Dying of tuberculosis in the winter of 1929-30, unable to walk, and
rendered sexually impotent by his disease, he wrote these words on the
last page of his last book:

      
       

Man
wants his physical fulfilment first and foremost, since now, once and
once only, he is in the flesh and potent. For man, the vast marvel is
to be alive. For man, as for flower and beast and bird, the supreme
triumph is to be most vividly, most perfectly alive. . . . The dead may
look after the afterwards. But the magnificent here and now of life in
the flesh is ours, and ours alone, and ours only for a time.

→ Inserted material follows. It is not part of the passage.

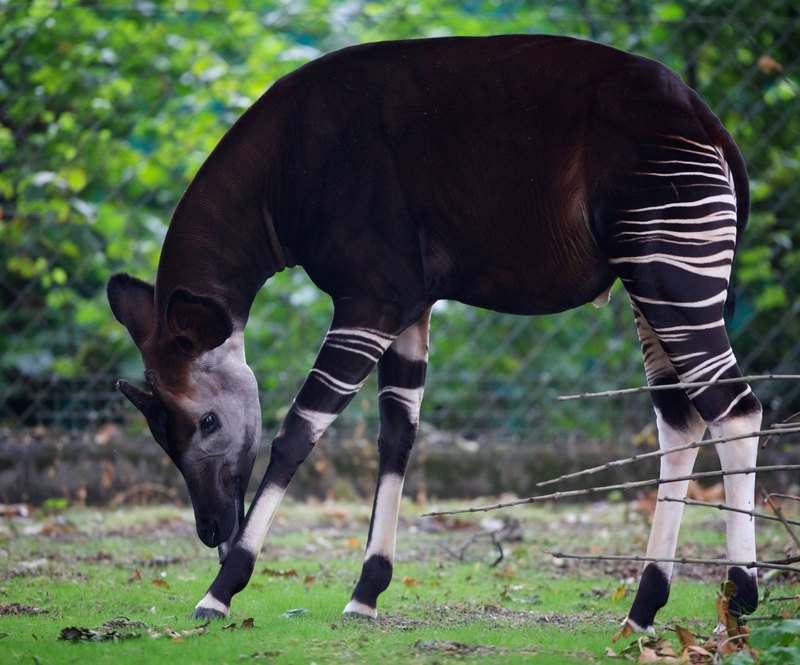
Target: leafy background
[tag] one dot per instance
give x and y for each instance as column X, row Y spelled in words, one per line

We ought
to dance with rapture that we should be alive and in the flesh, and
part of the living, incarnate cosmos.

       

—————–

In the current issue of Harper’s John Berger gives Geoff Dyer’s new book about photography a wonderful review.  He opens it with this paragraph—a piece that we could use to comment on lots and lots of things about our time—

Let’s begin from far away.  We are living today in a culture of information.  I use the word "culture" in its anthropological sense;  the information-culture has in practice no place for cultural heritages of any kind.  It stimulates calculation but consistently discourages reflection.
Thus it substitutes information (and misinformation) for knowledge or wisdom.  This is alarming, yet it’s a culture that sooner or later will spin out of control; it will not endure.  (December 87)

"Stimulates calculation" and "discourages reflection."  Is Lawrence’s "coldly joyous solitude" not most conducive to the sort of reflection Berger has in mind? 

Does anyone write about a "warmly" joyous solitude?